Intervenant à l’université de Mostaganem, le ministre s’est dit convaincu que des investisseurs ont fait de l’agriculture une base et un moyen pour contribuer à la croissance économique, signalant que la valeur de la production agricole en Algérie est passée de 500 milliards DA en 2000 à 3.000 milliards DA actuellement.

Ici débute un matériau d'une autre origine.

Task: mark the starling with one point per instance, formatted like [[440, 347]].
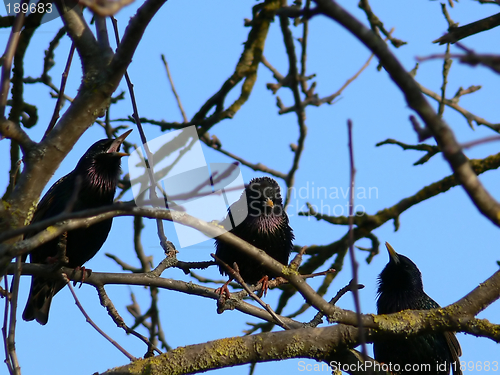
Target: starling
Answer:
[[265, 227], [91, 184], [400, 288]]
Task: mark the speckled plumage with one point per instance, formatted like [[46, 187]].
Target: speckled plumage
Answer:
[[400, 288], [97, 172], [266, 227]]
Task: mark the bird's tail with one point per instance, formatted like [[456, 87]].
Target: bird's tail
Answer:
[[40, 297]]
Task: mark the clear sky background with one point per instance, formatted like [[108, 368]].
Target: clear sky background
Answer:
[[454, 246]]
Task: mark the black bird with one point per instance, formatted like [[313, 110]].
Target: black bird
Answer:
[[265, 227], [91, 184], [400, 288]]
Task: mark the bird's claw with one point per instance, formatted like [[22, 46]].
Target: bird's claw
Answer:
[[265, 286], [224, 290], [84, 273]]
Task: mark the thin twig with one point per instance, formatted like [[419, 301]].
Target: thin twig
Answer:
[[166, 245], [8, 361], [354, 263], [89, 320], [113, 313], [235, 274], [8, 55], [318, 318], [179, 103], [11, 339], [60, 95]]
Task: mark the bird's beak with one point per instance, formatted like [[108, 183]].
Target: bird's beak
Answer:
[[115, 146], [269, 202], [392, 253]]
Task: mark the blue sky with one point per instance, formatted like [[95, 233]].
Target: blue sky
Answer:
[[453, 245]]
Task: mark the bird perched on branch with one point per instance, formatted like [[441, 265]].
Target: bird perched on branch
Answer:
[[400, 288], [91, 184], [265, 227]]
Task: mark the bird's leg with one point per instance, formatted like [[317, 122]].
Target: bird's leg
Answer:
[[61, 251], [84, 272], [265, 285], [223, 289]]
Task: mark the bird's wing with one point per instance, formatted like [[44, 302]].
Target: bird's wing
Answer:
[[55, 200]]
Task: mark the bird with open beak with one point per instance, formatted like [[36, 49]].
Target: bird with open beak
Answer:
[[91, 184]]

« Ceci est une preuve d’existence d’une réelle richesse dans notre pays », a affirmé M. Bouazgui, précisant que l’importation se limite aujourd’hui à trois ou quatre produits dont le blé, le lait et parfois les viandes.

« Ce qui a été réalisé et les résultats obtenus à ce jour par le secteur de l’agriculture est une véritable révolution qui a eu un impact positif en termes de produits agricoles », a indiqué le ministre, soulignant que le monde rural qui était à l’origine de l’exode vers les villes est aujourd’hui plus productif et dynamique grâce aux sommes importantes débloqués pour être injectées dans le secteur agricole.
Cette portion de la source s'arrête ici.